I am a female, currently 16 years old and in the 11th grade from the Brethren community.
The reason I decided to share my story is because I feel like this is the perfect way to help others who have been in the same place as me. Those of us who have been there have felt alone and like no one was there to help us--this is something that you don't have to cope with alone. God is there for you. My and others' stories may also help victims of abuse realize that there is a way to overcome this.
I was nine years old when I was sexually abused, and it wasn't a member of my church, but a visiting evangelist. This evangelist and his brother stayed at my house, since they were visiting our church. I vividly remember that he was in his room, and my mom told me to give him a cup of tea. I went in to give it to him, but he closed the door once I entered, and that's when he started touching me in areas he shouldn't have. I knew it was wrong, so I left, and he let me go. I had to go back into his room to collect the cup, and he did it again. This time, he did it for longer, but I was so small and didn't know what to do. Surprisingly, he let me go again. Only in later years did it start to hit me, but immediately after that incident, I just completely shut it out.
My emotions that day were calm, yet confused. While it was happening, thoughts such as, "I shouldn't be here, I need to get out" ran through my mind. I never did anything about it, because I thought it was just something small and didn't realize what the consequences would be for me. Later, when I was about 14 years old, it started to hit me, and I recalled the incident.
I told my sister and my mom about it when I was 11 and planned to tell no one else. I told them this happened when I was nine, who it was, and what he did. When I told my mom and my sister, my sister believed me. The authorities were not involved--I only spoke up after the evangelist died. We went to his funeral, and I remembered the man in the casket being the one who had sexually abused me in my childhood.
Nothing was done about the situation at the time I told my sister and mom, and there was no cover up. Even if I did know to speak up when it all happened, I know that it would have been discussed and then covered up, since I belong to a shame culture. When I was 16 years old, my two sisters formally reported the incident, but there was nothing left to be done since the perpetrator was dead.
There were no other instances of sexual abuse that occurred.
The abuse started to affect me when I was 14 years old. This was because my sister admitted to me that she was also abused for a very long time by someone in the church. After she told me, I had very bad nightmares that summer and couldn't eat or sleep well. I never told the rest of my family, but they all knew by the time I was 15. When I reminded my parents about what happened to me, one didn't believe me, and the other laughed, saying I didn't know what I was talking about. That was the one time I cried after many years. I felt so alone because my own parents didn't even believe me. So, I prayed and eventually forgave them, but it still hurts.
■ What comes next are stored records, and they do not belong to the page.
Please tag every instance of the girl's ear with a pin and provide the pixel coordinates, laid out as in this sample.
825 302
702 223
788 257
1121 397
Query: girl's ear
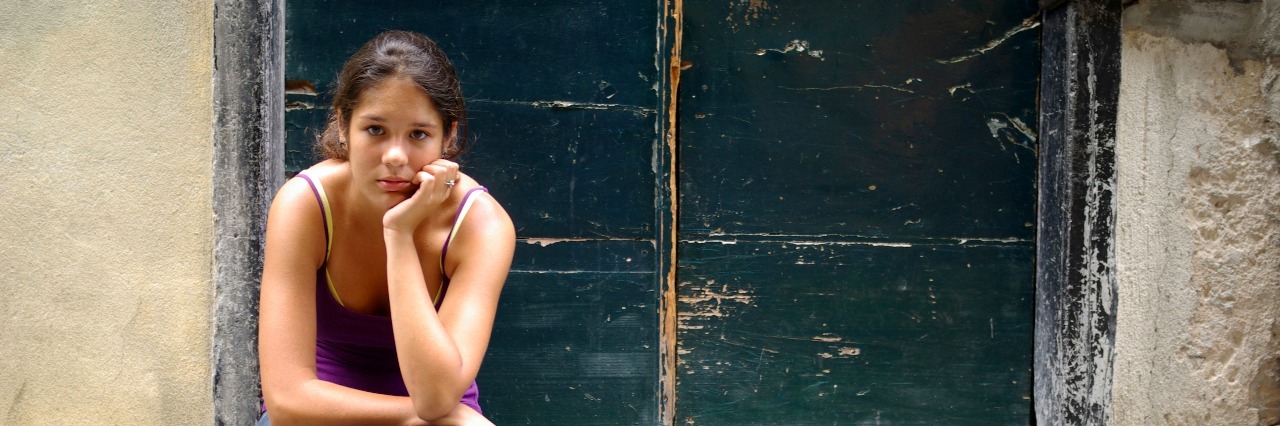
342 127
I turned 16 in May this year, and we went on a trip to India. On the way there, I had terrible nightmares of being gang-raped. I contacted my sister, explaining what happened. She explained that I might be going through PTSD. I could not sleep alone that night and no longer felt safe, because the man that abused me was Indian. I didn't even feel safe around my own family. They asked if I wanted to go to counseling, but I denied it, saying that I could go through this without it.
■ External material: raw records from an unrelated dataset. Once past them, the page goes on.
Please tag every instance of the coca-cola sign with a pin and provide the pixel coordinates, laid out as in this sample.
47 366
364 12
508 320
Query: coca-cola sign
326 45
The affects of my abuse are still there. I still get flashbacks and nightmares, but they don't affect me as badly, because I realized that while this will be with me for my entire life, it is something that I can overcome with Jesus. My story has taught me to be strong and to turn to God for many things that I can't handle.
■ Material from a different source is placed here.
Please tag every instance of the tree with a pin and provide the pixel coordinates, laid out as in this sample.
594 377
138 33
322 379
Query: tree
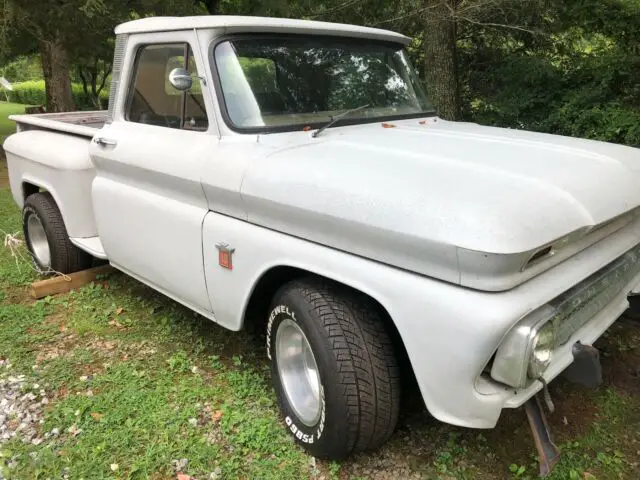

My relationship with God is great. I feel like I can totally lean on Him through everything and pray to Him anywhere, anytime. I am trying to get closer to God and read my Bible more often during tough times.
For the people out there that have been through the same thing, please remember to be strong and always fight until the end. If nobody believes you, you are not alone. Remember to keep your boundaries with people, and if you are exposed to something bad, ask God for guidance and seek help with other people who will help you. Something that I myself have taken away from my past is that, since my parents didn't believe me and the man that abused me is already dead, I can do nothing but let it go.
God is the ultimate judge, and remember that He judges everyone for their sins. This person was an evangelist, a "man of God." He will get his consequences. If justice is not served here on earth, just remember that God will always take care of it. Even if you have to wait for the longest time, it is worth the wait when God works. His timing is always perfect.